The major point of this blog is to test commonly held notions in football for their validity. After watching the US women lose to Japan yesterday, I started to think about shots on goal. I don't have the exact numbers, but I'm pretty sure the US crushed Japan in the shots on goal category. This made me think, do shots on goal matter? Most people would quickly say yes. It would make sense that more shots on goal mean more chances to score and thus more goals. The only problem is that some things in football just don't make sense. I wanted to see if shots on goals equate to success in two categories: 1.) Do more shots on goal mean more success for a team as a whole? 2.) Do more shots on goal mean more goals for a specific player? To test these questions I used data from the MLS website. As an aside, mls.com has extensive statistics for every season in a bunch of categories. Great to see. Anyways, the data is from the 2010 MLS season.
First question: Do more shots on goal mean more success for a team as a whole?
If this was true, we would expect points to increase as shots on goal increase on a team level. In other words, teams that have more shots on goal would be more successful. The graph below tells us a different story.
The graph shows there is no real relationship between shots on goal and points. Most teams cluster around just under 140 shots on goal on the season. The line of best fit shows a positive relationship, but this relationship is not strong at all. The correlation of the graph is r=.1311. As a reminder, the correlation of a graph tells us how strong the linear relationship is between two variables. The correlation coefficient (the value of r) gives a numerical value of the strength of the relationship. A value of 0 means there is no linear relationship at all, and a value of 1 means there is a perfect positive linear relationship. In this case, the value is .1311, telling us there is a very weak linear relationship.
Second question: Do more shots on goal mean more goals for a specific player?
Similar story for this question: is there a linear increase in the amount of goals as the amount of shots on goal increases? The graph below gives us the answer.
This graph shows a stronger relationship compared with the graph above. However, the relationship is still not very strong. The value of r in this case is .4722, indicating that the relationship is stronger than the graph above. However, a correlation under .5 is generally considered to be a weak relationship. This means for individual players, shots on goals are not a very good indicator of goals.

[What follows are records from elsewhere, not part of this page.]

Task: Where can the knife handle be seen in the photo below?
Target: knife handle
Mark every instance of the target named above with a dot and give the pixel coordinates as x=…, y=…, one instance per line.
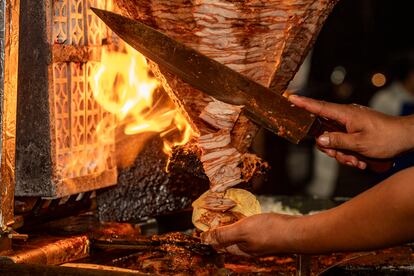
x=322, y=125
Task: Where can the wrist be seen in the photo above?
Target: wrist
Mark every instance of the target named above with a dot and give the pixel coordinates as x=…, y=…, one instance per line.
x=294, y=235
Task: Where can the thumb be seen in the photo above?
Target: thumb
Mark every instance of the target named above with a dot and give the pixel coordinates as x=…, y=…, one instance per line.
x=222, y=236
x=338, y=140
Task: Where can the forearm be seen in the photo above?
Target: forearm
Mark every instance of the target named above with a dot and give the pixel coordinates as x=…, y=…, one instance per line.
x=381, y=216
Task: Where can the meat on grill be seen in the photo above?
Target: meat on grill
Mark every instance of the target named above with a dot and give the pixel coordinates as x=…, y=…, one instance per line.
x=263, y=40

Here's my best explanation for why shots on goal are not a very indicative statistic: Not all shots on goal are the same. There are 40 yard weak rollers that the goalie easily saves, and there are 5 yard shots that the keeper barely gets a hand on. There are weak attempts by a center back getting forward and there are breakaways by forwards. In the shots on goal statistic, in both cases the shots on goal are counted as equivalent. Obviously this makes no sense. A statistic that would be better indicative of goals scored for both questions I looked at above would be shots on goal inside the box. Shots on goal inside the box would get rid of the shots on goal that have no chance of going in. Not all shots inside the box are the same, so we have somewhat of the same problem as shots on goal. However, I assume there would be a much stronger correlation between shots on goal inside the 18 and points, and shots on goals inside the 18 and goals by an individual player. Unfortunately, I don't have the data to back up this claim (working on it). If/when I do get the data from shots inside the box I'll post the graph and the correlation between shots on goal in the box and goals.
Even without the data, the point I'm making is still clear: shots on goal do not equate to more success from a team perspective and do not correlate with goals for individual players very strongly like most people assume they do. There are better statistics than shots on goal. This means statements like "New England had 5 more shots on goal than New York, they dominated the game" and "Donovan had 4 shots on goal in the game, he was due for a goal" are not neccesarily valid. What if New England had a bunch of shots on goal from outside the 18 that never had a chance of going in? And what if Donovan's shots on goal all were weak rollers? Shots on goal are often misleading.